The movie is fairly engaging but suffers from torturous repetition of ideas and images
Ajit Duara Ajit Duara | 30 Jun, 2017
Director Michael Bay’s singular achievement in the ‘Transformers’ series is his ability to visualize technology as organic; to perceive metallic objects as having the energy to change themselves into different shapes and sizes, just as living creatures on earth have done for millions of years.
Metal is not inanimate, the axiom goes. It has the power to magically transform itself. And to prove it, Cade Yeager (Mark Wahlberg), the rough hewn inventor hero of the film, introduces himself as a ‘magician’ to a very pretty Professor at Oxford. To explain this odd definition of his profession, he comes up with a quote from Arthur C. Clarke, which says that “any sufficiently advanced technology is indistinguishable from magic”. The lovely lady with the most demonstrably dramatic cleavage in all of British academia, to whom he does this explaining, is Viviane Wembley (Laura Haddock), and she is sufficiently impressed with the quote. She stops referring to him condescendingly as ‘American man’, because her own ancestor was a magician too: Merlin, the magician to King Arthur.
The film begins in England, and we learn that the mythical King Arthur and the Knights of his Round Table have a lot to do with the arrival of the Transformers on Earth. It seems that during his bloody battles with the invading Saxons, King Arthur, via the good offices of Merlin, took the help of aliens who had just landed in his territory. These aliens were none other than Transformers, who had set up shop in the British Isles in the late 5th century, and were made honoury Knights for their services to the King. A contemporary historian of the Transformers and their time on Earth, Sir Edmund Burton (Anthony Hopkins), confirms that Viviane is the only living descendent of Merlin, and her duty is to find the legendary magicians walking staff and fix the present problems on Earth.

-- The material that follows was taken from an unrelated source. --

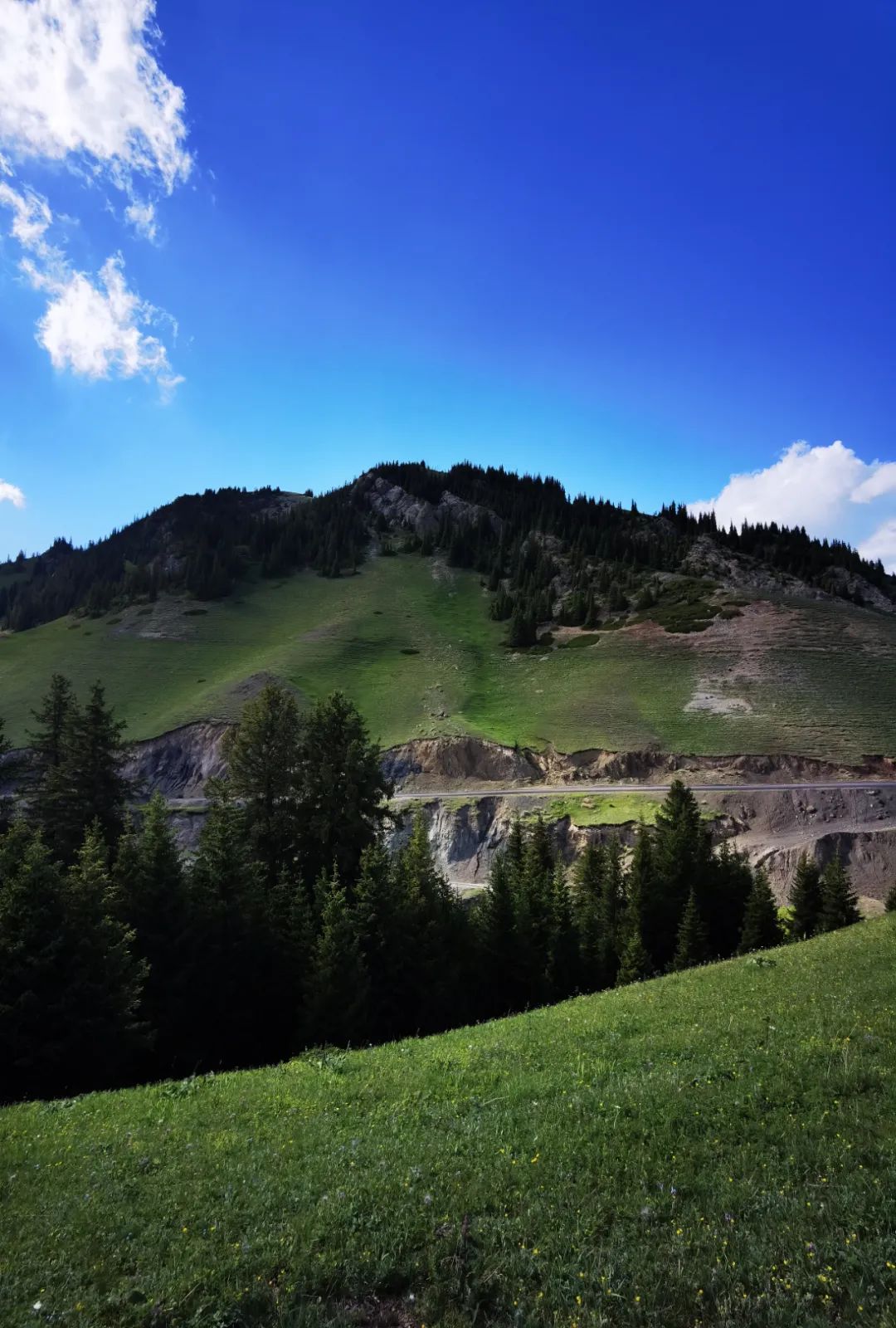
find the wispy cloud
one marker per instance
(11, 493)
(829, 491)
(80, 84)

The biggest problem on present day Earth, she finds, is the inability to find honorable and just leadership to face dangerous invaders of the planet. Enter Optimus Prime, back from Cybertron. The honorary Knights of the Round Table are now resurrected and in action, after a gap of some 1600 years.
To be honest, this is the corniest plot line in the ’Transformers’ series, and we can now visualize future editions of the franchise being connected to the building of the pyramids in Egypt, the Great Wall in China, and much else, just to extend the series. But plot aside, the visuals of the film are just as captivating as they were earlier. Even though you know that it is nothing but Computer Generated Imagery, the transformation of metal into myriad forms of modern technology still transfixes you, as do the unique personalities that the metallic creatures possess. The humor, too, never fails to amuse. One Transformer has a French accent, and when asked if he is a Francophile, is furious and says that his maker just gave him this ridiculous voice box that makes him sound cultured and effete. Another very macho type of Transformer is incensed because he has a fearsome look, which is all undone by his voice, that of a recorded message by a female announcer.
So till the halfway point, ’Transformers: The Last Knight’ is fairly engaging. But since it is a two and a half hour movie, the unnecessarily extended duration sees a torturous repetition of images and ideas. By the time the final battle arrives, the film is pounding in your head and you want out.